Mr Hamilton in retrospect may consider this year's commemoration quite muted, in relation to the damage done to Ngapuhi and the nation's honour that day.

Kaitiaki however say that department officials had told them early in May that they would be evicted by the end of that month. This sort of psychological gameplay is nothing new - those at the noho have been experiencing it from day one.

The new Corrections Minister, the Rt. Hon. Paul Swain, is in an unenviable position. Mr Hamilton is a senior advisor and no doubt a public servant of many years' standing. It would be tempting to delegate the call to evict in the absence of any opposing view. But such a delegation would amount to a serious abrogation of responsibility on the minister's part. Mr Swain must not rely on the views of one official with such a track record in community relations, with so much to gain from an eviction.

This week, however, the minister has had the benefit of hearing from many supporters of the noho rangimarie. It is now a case of 'kia tupato'. The noho is symbolising for many not just the responsibility for protecting land deemed sacred to some Ngapuhi, but the freedom of assembly, of peaceful protest, itself.

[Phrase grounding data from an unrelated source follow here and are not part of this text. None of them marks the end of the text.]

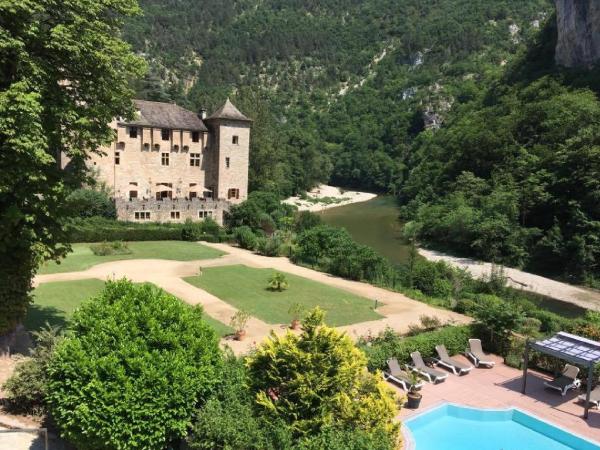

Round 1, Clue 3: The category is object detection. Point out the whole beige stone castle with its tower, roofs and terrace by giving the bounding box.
[88,100,251,224]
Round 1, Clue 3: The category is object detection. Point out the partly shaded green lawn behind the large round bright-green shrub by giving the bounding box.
[25,279,233,336]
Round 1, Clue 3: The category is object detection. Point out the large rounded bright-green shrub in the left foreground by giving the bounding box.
[47,280,222,450]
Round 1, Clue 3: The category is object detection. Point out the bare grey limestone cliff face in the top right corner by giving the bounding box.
[555,0,600,67]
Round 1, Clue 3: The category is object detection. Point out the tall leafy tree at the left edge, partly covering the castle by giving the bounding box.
[0,0,144,335]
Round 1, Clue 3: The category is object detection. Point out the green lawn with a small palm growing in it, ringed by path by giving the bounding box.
[185,265,382,326]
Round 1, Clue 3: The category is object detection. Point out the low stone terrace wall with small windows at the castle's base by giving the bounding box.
[115,198,230,225]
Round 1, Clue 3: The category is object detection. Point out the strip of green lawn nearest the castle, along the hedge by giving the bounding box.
[39,241,224,274]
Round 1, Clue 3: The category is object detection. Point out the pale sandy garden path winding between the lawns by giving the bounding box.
[34,243,470,353]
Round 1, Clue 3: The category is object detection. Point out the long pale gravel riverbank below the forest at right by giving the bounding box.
[419,248,600,311]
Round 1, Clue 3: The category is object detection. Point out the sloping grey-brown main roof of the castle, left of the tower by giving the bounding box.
[127,100,208,131]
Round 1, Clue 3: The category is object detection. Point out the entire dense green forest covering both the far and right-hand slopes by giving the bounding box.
[126,0,600,284]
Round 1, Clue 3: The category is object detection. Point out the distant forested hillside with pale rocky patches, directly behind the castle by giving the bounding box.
[126,0,552,195]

Add to this the dissatisfaction with our country's rate of incarceration - second only to the USA in international terms - and the minister faces a diverse range of lobbyists. Politicians from Act's Muriel Newman to the Greens' Nandor Tanczos have tried to expose the futility of the Ngawha project to a rapid succession of Corrections ministers, starting in the days of Simon Upton.

To no avail. Last week however a new voice was added to the chorus. John Tamihere in his vision-for-Maori speech predicts that rehabilitation will be so successful that in ten years the Ngawha prison will be redundant and turned into Tai Tokerau's first university.

This view seems to fly in the face of all past and current reality about recidivism rates.

It would take a bold and visionary Government indeed to abandon the prison plan at this stage, and build the university instead. But that is exactly what those at the noho are representing - justice on another level, being seen to be done.

The dispossessed of Tai Tokerau, and honourable kawanatanga, demand nothing less.